Kagame was in Seoul to attend the inaugural Korea-Africa Summit which he assessed as pivotal in bridging South Korea and the continent. During his visit to Seoul, the Rwandan leader received an honorary doctorate in public policy and management from Yonsei University in recognition of his leadership. The former military leader became president in 2000 when the country had been torn apart by genocide. For over two decades, he has focused on building national unity and the country’s economy. He runs reelection in July for a fourth seven-year term.

The president told The Korea Herald that the future of Africa is bright. Still, the continent needs human capital development so that African countries become self-sufficient enough to empower local capacities and promote growth.

In this aspect, Rwanda anticipates enhanced trade, technology transfer and cultural exchanges, leading to stronger, mutually beneficial relations with South Korea.

“I emphasized the importance of mutual benefit in partnerships, highlighting Rwanda’s rapid growth and the potential for Korean businesses to invest in various sectors such as ICT, manufacturing and renewable energy," he said.

Rwanda and other countries on the continent should be able to leverage this support and raise themselves for building industr, and useful technologies for development, he said.

He noted that Korea is financing several projects in Rwanda to help build hospitals and other types of infrastructure.

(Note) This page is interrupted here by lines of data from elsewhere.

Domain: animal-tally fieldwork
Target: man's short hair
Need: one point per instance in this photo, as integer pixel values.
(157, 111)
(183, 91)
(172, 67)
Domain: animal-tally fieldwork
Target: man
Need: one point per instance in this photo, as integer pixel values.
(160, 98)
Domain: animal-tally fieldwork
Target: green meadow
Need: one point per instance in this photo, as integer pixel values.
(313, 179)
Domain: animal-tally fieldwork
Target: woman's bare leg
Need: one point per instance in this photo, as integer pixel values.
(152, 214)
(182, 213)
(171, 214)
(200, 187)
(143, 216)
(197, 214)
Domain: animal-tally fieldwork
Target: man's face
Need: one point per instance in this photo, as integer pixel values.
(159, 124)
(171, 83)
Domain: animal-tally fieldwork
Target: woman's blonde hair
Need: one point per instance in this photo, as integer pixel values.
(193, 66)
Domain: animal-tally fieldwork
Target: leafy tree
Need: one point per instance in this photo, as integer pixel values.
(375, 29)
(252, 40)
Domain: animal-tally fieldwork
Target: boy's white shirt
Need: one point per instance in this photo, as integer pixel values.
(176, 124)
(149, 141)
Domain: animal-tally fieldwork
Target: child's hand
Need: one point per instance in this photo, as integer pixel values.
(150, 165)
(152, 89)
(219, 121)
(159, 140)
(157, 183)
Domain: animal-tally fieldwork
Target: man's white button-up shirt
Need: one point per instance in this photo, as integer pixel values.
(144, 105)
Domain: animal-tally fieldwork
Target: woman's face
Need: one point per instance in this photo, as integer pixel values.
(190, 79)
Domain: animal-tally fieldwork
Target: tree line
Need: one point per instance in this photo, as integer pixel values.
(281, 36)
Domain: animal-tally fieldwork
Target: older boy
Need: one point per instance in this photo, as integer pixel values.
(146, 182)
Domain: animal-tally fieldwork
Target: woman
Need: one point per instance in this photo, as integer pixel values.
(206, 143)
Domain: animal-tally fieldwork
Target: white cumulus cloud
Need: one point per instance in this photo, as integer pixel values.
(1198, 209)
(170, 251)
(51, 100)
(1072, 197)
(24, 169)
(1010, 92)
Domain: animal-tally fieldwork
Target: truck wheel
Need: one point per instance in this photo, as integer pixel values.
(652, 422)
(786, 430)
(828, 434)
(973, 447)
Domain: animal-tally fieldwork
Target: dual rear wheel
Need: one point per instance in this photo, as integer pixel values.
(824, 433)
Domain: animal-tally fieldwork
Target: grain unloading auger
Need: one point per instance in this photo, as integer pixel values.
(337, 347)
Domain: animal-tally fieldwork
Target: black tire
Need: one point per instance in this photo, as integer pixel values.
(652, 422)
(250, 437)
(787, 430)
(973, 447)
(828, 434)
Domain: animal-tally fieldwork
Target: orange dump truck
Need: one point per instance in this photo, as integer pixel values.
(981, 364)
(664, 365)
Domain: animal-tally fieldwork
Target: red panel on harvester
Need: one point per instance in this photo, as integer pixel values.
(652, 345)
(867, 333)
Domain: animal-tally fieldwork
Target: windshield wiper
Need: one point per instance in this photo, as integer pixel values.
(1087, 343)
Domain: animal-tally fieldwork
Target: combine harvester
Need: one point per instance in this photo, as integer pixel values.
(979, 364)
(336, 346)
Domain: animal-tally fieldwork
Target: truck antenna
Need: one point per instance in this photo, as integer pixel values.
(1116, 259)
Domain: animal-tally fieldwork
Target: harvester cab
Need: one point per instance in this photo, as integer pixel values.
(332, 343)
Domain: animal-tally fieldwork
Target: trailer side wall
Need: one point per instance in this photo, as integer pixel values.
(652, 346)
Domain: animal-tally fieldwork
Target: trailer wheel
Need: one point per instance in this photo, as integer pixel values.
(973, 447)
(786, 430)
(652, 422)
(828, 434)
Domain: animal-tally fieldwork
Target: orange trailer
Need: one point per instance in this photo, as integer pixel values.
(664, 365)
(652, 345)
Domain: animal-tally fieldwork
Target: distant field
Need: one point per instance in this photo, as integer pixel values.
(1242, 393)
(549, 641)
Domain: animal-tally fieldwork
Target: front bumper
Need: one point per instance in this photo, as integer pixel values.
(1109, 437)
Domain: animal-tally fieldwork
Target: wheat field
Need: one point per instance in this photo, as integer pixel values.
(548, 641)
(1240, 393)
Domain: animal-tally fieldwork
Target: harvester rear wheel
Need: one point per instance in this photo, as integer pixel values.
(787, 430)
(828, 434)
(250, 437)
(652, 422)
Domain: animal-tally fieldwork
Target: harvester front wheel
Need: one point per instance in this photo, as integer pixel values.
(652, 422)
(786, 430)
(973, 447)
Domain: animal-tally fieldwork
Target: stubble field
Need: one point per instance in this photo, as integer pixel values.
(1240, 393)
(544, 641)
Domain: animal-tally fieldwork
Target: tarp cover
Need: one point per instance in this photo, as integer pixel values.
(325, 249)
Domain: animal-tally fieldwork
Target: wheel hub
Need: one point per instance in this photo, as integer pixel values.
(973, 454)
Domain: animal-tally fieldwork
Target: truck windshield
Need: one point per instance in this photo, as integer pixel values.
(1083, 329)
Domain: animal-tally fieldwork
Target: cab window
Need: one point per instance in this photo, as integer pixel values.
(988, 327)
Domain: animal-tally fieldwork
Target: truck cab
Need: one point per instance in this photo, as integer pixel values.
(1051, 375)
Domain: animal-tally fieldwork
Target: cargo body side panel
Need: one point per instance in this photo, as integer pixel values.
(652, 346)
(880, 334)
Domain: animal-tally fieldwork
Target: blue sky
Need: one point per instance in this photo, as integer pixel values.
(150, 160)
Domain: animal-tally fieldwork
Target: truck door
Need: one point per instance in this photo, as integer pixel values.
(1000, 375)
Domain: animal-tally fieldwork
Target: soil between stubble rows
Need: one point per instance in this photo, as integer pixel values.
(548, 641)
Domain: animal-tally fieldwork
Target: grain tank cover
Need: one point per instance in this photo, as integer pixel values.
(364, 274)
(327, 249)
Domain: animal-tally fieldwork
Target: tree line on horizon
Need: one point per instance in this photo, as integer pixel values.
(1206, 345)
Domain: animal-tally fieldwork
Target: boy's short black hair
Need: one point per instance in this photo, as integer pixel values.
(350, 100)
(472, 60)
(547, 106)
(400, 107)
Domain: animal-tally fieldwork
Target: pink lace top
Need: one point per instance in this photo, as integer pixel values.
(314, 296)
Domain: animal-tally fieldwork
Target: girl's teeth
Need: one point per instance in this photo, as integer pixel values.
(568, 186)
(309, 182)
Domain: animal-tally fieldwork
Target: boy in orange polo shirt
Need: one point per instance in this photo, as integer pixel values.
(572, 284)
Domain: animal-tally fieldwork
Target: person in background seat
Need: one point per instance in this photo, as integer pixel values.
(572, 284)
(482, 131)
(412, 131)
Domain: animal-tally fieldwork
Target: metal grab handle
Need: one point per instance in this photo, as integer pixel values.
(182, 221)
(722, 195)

However, the president expressed his hope that Korea could extend its support beyond constructing institutions, hospitals, and schools to include technology infrastructure, enabling Rwanda to increase its per capita income.

“We shouldn’t expect friends and partners to come and do everything for us, but we need something; we need a hand to lift us to," he said.

According to Kagame, Rwanda offers a stable and investor-friendly environment, a strategic location and excellent connectivity within Africa.

He highlighted Rwanda’s appeal as a financial gateway for Korean businesses seeking entry into the African market, citing the nation’s stability, investor-friendly environment, strategic location and connectivity within Africa.

“Rwanda is open to all the Korean companies, absolutely,” Kagame said, urging the Korean government, industry stakeholders, and the wider private sector to utilize his country’s openness for partnerships.

Rwanda can facilitate Korean companies accessing broader African markets and enhance market penetration with its streamlined regulatory frameworks, robust infrastructure and special economic zones, Kagame said.

Born in 1957, Kagame is the fourth President of Rwanda since 2000. He led the Rwandan Patriot Front to defeat Hutu extremist forces and ended the 1994 Rwandan genocide.

Previously Kagame has also served as Chair of the African Union and the East African Community. He is currently serving as the Commonwealth Chair-in-Office. This week, he was visiting South Korea for the fourth time.